Index Tracker

Dhruva Reddy,

For context, this project was developed as part of an internship I was doing at the time but I thought it was incredibly useful just as a general tool for exploring financial market data and for custom portfolio generation. Here's a link (opens in a new tab) to the GitHub repo where I have my source code stored. I worked on this with my friend and colleague whose name I omitted for the sake of their privacy.

Inspiration

This project was heavily inspired by something I came across online from another GitHub repo by @pmaji (opens in a new tab). In an effort to recreate it I dove down the rabbit hole of R and RShiny's library of packages and functions.

Difficulties Encountered

At the time I was working on this, I think the R ecosystem was very different from what it is now. I remember trying to start up my code again a few months ago and having to update a lot of the packages because they were basically discontinued libraries. A couple of the packages that we referenced for this are still actively maintained and being developed.

  1. Cleaning Data

    This was a surprisingly difficult task. We actually ended up doing this manually because we simply couldn't figure out a way to

    My colleague and I grinded this out manually in excel where we used if-else statements to mark out gaps between indexes in the csv and remove those points across all the 11 indexes to standardize the number of data points in each index.

  2. Understanding data types in R

    I think for new users of R, the data types can be a little confusing. I remember first starting up the app and thinking I could do everything I wanted with the raw csv files. While that can be true (I think?), for the types of plotting we wanted to do, using the xts package and the zoo data type was the best way to go. This is essentially a wrapper object for time-series data that forces you to standardize your data in such a way that common library functions can be applied to it to get the plots that you need

  3. Deploying to RShiny

    RShiny is a wonderful library for building static web apps with R code. But it comes with its own set of difficulties. For instance, while it has some stylistic similarities to HTML, it is not HTML. So you can't just copy and paste HTML code to render the site the way you want.

    RShiny apps (in general) consist of 3 main components:

    1. ui.R - This is where you define the layout of your app.
    2. server.R - This is where you define the logic of your app.
    3. app.R - This is where you define any global variables that you want to

    One can almost liken it to the MVC framework where we have a 'model' handling the data, a 'view' handling the layout and a 'controller' handling the logic. The app.R file is the 'controller' in this case, the ui.R file is the 'view' and the server.R file is the 'model'.
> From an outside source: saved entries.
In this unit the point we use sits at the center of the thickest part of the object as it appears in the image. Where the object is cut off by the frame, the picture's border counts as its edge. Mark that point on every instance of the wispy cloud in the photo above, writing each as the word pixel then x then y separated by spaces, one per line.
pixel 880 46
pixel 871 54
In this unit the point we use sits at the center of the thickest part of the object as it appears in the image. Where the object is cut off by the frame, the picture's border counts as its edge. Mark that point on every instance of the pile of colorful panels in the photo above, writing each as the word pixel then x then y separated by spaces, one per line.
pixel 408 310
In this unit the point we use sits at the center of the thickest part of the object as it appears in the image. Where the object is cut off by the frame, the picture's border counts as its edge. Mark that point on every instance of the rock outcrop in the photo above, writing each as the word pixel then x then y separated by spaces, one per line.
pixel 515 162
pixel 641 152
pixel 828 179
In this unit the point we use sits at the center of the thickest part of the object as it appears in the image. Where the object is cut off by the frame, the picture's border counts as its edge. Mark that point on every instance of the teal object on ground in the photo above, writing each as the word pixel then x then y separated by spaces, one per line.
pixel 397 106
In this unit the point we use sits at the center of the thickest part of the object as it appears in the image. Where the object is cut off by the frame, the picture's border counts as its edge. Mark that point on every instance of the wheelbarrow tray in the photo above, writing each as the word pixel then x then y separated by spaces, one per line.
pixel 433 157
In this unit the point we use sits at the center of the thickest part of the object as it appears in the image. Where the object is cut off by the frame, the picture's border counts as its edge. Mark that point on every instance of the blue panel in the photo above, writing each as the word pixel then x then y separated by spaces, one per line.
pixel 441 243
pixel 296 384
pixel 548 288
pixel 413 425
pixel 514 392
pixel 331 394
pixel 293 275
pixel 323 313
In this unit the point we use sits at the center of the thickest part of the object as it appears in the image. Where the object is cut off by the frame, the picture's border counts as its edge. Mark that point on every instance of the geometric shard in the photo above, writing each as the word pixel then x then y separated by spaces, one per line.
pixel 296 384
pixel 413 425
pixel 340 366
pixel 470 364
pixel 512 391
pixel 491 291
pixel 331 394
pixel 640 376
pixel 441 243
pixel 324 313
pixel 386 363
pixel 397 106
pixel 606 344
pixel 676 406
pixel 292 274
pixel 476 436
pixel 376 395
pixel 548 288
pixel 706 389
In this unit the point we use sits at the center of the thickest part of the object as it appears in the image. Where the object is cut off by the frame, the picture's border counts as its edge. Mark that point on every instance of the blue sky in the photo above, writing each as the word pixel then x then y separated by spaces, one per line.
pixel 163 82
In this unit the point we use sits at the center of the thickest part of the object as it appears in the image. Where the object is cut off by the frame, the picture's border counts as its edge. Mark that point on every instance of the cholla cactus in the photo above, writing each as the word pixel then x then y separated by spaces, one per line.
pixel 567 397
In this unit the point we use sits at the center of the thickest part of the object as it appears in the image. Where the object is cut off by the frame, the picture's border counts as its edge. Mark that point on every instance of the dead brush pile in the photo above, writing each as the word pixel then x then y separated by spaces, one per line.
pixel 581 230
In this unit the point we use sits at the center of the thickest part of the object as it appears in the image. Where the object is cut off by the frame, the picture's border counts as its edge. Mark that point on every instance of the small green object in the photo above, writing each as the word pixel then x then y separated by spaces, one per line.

    Having a basic understanding of this will help you understand how to format your code and where calls are being made to functions and variables.

Demo

Here are some screenshots of interesting features we implemented in this portfolio tracker.

  1. Efficient Frontier

    This is a well documented plot in finance literature but essentially it is a plot of the maximal return you can achieve given a certain level of risk. The idea is that you want to be on the higher of the 2 intercepts of the y = (some risk level) line and the frontier. The faint black line on the chart represents your indicated target volatility. For the best risk-adjusted return, you want to be somewhere in the deep purple zone which indicates a higher sharpe ratio (opens in a new tab).

    If you notice, our web app allows you to select the number of indices you want to include in your portfolio and declare your risk tolerance. The app will then compute the efficient market parabola given an equally weighted portfolio of these indices demo1

  2. Maximal Drawdown

    The following image shows the maximal drawdown of any 2 indices over a specified time window. It allows investors to visually observe if any indices have been more strongly correlated during periods of downturn and if they should be included in the same portfolio if diversification is the aim.

    demo2

  3. Custom Portfolio Generator

    This is kind of like a sandbox where you can play around with different combinations of indices and their weights in your own custom portfolio and track what their historical return would've been. While the past is not necessarily indicative of the future, it's just a fun tool for you to test certain theories or strategies.

    Imgur

Overall, this was a really fun project to do and I learned a lot about R and RShiny through this. Would I be do something like this again? Unlikely. But I think it's a good example of just trying something new and picking up some useful skills along the way.

As always I'm always open to feedback, comments or questions!